On Apr. 18, the North Korean National Defense Commission and the Committee for the Peaceful Reunification of the Fatherland (CPRF) stated that the preconditions for beginning talks with South Korea and the US are ending the combined military exercises and retracting the UN sanctions. This could explain two of the reasons that the North created the high-tension situation on the Korean peninsula.

These two statements are in the same context as the statement released by the North Korean foreign ministry on Apr. 16 as a retort to US Secretary of State John Kerry‘s proposal for talks. The message seems to be that, if the US can place preconditions on dialogue, then North Korea can do the same.

The latest statement by the National Defense Commission not only asked for the UN Security Council (UNSC) sanctions against North Korea to be retracted but even demanded that some official guarantee be made for this retraction in front of the entire world. It is enough to make one wonder whether North Korea itself believes that the US and South Korea will accept this kind of request.

The South Korean government is taking note of the fact that North Korea has not made any additional threats about military provocations in these statements. A government official said that, while North Korean criticism of South Korea and the US does not help the prospect of dialogue, “in a way, it is fortunate that North Korea has been waging a war of words instead of threatening to launch missiles or take other military action since Kerry’s visits to South Korea, China, and Japan.”

In the statement released by the policy bureau of the National Defense Commission on Apr. 18, North Korea called for an end to the South Korea-US military exercises and asked for a removal of the “methods of military warfare” that the US has deployed in response to indications that the North would be launching a missile. It also demanded that the measures called for in the UNSC sanctions against North Korea be retracted.

The statement also responded to South Korean President Park Geun-hye’s remark that “Nuclear weapons didn’t keep the Soviet Union from collapsing.” The North Korean statement said, “The mistress of the Blue House must not forget that, if South Korea gives our nuclear weapons the respect they deserve as a joint asset of the Korean people, its future will be bright. But if it continues to rely on the US‘s nuclear umbrella, it will collapse.” The North is ludicrously claiming that the nuclear weapons they themselves developed will in the future become the shared property of the Korean people.

The statement released by the spokesperson for the CPRF said, as long as South Korea “brings large numbers of sophisticated weapons of war onto the Korean peninsula and as long as the hostile activity of the military exercises and the schemes to invade North Korea continue, there will never be talks or improved relations between North and South.”

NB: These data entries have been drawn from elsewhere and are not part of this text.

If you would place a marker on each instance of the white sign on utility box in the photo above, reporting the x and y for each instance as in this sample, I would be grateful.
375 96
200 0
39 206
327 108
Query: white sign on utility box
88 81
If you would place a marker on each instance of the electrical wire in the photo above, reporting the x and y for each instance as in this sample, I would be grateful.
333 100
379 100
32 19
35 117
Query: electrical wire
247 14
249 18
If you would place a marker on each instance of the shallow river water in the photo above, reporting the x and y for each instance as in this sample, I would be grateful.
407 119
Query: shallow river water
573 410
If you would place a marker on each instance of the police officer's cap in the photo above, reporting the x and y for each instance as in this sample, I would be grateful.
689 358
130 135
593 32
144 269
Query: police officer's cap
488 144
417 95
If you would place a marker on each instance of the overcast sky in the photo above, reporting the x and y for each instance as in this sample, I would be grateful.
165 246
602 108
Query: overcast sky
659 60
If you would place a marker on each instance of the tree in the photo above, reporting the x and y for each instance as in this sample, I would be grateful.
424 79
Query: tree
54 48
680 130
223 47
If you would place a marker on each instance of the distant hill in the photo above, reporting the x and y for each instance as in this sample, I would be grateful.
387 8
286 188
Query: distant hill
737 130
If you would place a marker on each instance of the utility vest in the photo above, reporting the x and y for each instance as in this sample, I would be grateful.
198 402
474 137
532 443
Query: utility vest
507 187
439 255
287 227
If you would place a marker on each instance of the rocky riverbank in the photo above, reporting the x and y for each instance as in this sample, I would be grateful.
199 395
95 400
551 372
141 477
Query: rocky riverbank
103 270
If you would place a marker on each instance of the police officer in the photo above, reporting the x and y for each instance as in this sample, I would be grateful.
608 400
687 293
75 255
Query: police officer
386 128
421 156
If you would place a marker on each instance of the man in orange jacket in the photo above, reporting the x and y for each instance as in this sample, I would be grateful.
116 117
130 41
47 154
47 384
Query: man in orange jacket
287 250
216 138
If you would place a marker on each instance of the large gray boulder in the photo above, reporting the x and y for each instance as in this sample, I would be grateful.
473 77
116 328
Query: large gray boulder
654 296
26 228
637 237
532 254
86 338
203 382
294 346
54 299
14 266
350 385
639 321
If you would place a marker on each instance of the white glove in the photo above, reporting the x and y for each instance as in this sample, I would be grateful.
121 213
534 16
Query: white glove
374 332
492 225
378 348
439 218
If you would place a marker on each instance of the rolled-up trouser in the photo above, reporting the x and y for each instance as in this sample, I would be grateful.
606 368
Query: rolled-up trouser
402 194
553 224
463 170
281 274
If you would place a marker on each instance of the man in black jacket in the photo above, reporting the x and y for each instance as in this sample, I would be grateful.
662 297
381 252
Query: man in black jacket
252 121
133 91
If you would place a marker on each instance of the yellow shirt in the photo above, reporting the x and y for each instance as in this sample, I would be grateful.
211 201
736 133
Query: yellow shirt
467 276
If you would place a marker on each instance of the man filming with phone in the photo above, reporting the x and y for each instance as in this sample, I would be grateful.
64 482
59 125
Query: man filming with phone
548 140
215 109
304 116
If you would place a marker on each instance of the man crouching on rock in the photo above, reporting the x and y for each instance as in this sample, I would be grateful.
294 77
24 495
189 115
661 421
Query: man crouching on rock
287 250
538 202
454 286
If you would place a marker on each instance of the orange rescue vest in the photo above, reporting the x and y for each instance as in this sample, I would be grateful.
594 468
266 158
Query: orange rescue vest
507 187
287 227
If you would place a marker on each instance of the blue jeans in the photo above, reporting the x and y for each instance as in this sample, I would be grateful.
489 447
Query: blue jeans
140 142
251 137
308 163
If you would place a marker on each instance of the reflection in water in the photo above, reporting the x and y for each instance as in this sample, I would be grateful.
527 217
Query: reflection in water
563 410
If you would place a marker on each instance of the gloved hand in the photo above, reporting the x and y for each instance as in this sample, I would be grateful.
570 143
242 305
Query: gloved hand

Additionally, in regard to South Korea’s request for talks in relation to the situation at the Kaesong Industrial Complex, the statement made clear Pyongyang’s position that, since the Kaesong Complex is a microcosm of relations between the North and South, it cannot be treated separately from those relations.

The statement also responded to Park’s recent remarks that “we must stop the vicious cycle of entering negotiations and providing aid whenever North Korea makes threats and commits provocations.” “Even the lady in the Blue House has stepped forward to make absurd claims violating our dignity,” the statement read. “Could these really be people who want to engage in talks?”

However, even in North Korea’s criticism of Park’s remarks, it has not called Park anything worse than “the lady in the Blue House” and “mistress of the Blue House.” This compares favorably to the extreme insults such as “traitor” and “villain” that Pyongyang used to refer to former South Korean President Lee Myung-bak at the end of his term. This relative restraint seems to indicate that the North still has some hopes for Park, who once visited the North and met personally with former North Korean leader Kim Jong-il.